Teacher education certainly has ample and extensive room to improve. Outside of the big megaphones wielded by the foundations and the millions of dollars bestowed by government “reform” projects, teacher educators continue the work on the ground, just as teachers in K-12 classrooms fly under the radar, doing effective work by enacting what Neil Postman called “subversive” teaching. Powerful examples of deep teacher education can be found, as in the recent book, Confronting Racism in Teacher Education: Counternarratives of Critical Practice (Picower & Kohli, 2017). If we really want to invest in teacher education, we need to listen to teachers like them.

Moreover, anyone who understands the complexity and challenge of teaching knows that we should have an extended induction process, much as we do in medicine. Teacher candidates should have extensive education in the foundations and context, in theory and practice. They need a multiple year internship period with coaching by peers and experienced practitioners. New teachers need to be more than narrow skill trainers and sorters of students. They need the experience to become critical educators, community leaders who advance social justice and critical thinking with their students.

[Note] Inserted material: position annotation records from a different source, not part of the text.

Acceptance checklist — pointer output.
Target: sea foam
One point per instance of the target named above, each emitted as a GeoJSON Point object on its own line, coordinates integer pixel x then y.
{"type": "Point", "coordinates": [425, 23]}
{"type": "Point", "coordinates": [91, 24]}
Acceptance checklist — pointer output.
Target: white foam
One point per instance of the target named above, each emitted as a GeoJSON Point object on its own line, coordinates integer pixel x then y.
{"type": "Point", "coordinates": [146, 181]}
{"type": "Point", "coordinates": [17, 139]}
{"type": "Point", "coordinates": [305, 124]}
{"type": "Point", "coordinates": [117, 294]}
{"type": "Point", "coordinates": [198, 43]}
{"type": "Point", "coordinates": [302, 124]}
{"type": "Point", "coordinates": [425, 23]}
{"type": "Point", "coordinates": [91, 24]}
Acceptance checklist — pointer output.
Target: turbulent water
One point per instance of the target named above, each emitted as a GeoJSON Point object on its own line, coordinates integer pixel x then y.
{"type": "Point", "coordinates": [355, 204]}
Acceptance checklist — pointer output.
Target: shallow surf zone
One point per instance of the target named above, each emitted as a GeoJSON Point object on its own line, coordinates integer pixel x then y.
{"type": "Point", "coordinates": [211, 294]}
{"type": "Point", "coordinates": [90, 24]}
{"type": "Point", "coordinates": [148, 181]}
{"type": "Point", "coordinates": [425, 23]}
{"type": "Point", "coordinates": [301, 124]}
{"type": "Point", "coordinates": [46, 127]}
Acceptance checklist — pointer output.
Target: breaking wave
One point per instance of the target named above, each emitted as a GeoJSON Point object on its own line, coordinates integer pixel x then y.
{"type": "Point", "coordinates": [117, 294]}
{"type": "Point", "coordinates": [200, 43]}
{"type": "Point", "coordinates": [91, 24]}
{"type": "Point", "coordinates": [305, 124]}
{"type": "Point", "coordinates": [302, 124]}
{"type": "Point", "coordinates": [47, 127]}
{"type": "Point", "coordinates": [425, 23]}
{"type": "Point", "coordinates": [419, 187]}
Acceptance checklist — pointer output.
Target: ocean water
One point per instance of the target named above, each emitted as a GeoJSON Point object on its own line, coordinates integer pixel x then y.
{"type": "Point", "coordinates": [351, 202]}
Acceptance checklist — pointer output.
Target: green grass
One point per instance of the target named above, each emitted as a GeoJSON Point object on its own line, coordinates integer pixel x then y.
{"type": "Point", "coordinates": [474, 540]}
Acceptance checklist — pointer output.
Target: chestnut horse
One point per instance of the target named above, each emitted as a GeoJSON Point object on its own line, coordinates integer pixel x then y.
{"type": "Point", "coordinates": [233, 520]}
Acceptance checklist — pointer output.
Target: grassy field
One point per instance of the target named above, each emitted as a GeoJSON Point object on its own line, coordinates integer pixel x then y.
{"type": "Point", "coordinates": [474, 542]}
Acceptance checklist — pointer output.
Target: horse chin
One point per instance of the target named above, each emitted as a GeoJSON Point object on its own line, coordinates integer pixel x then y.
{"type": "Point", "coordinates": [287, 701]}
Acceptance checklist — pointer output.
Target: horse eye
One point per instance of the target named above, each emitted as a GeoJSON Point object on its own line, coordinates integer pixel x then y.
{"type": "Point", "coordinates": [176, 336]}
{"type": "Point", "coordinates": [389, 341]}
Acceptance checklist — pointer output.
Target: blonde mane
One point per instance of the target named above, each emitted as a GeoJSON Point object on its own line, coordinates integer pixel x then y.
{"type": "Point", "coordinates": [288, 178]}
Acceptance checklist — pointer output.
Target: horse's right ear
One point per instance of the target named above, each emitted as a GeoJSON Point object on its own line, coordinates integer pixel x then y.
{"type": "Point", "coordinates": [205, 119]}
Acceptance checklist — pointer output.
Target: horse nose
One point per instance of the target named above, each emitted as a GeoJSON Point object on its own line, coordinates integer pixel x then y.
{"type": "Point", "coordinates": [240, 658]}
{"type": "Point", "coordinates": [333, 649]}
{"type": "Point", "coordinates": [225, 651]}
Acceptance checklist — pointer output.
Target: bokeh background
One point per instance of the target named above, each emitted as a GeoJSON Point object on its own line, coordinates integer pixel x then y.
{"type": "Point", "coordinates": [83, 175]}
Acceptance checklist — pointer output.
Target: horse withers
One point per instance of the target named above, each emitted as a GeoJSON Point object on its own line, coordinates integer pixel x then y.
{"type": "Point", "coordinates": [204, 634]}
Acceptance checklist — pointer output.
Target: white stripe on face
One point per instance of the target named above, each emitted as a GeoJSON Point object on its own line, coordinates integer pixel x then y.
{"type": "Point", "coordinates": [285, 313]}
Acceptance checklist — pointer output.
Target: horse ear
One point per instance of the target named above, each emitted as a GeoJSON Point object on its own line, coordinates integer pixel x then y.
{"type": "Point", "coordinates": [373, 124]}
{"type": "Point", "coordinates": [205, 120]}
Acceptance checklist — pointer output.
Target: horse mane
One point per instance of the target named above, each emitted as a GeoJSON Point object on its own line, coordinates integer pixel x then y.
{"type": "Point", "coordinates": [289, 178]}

But, sadly, the corporate reformers and government overseers don’t actually plan to fund or support more thorough teacher education programs. If anything, their broadsides against university teacher preparation pave the way for quick and narrow programs (and accelerating failure) as part of the privatization of public education in America

As a result of all these top-down state and privately funded initiatives, we find ourselves constrained more and more by these many layers of mandates, controls, and assessments. Each one moves teaching away from the broad and creative art that is needed into a narrow training program based on a transmission of information. But in the end, the data will not support the proposition that such training programs produce better results, even by their own pathetic measures. While we struggle to correct these overreaches, soon it will be too late, as thousands of teacher education programs will be shut down or harnessed to the corporate reform agenda. The effect of these efforts certainly is not to make teacher education programs serve the needs of communities. Instead, they serve to make the teaching corps even more remote from, alienated from, and ineffective with communities.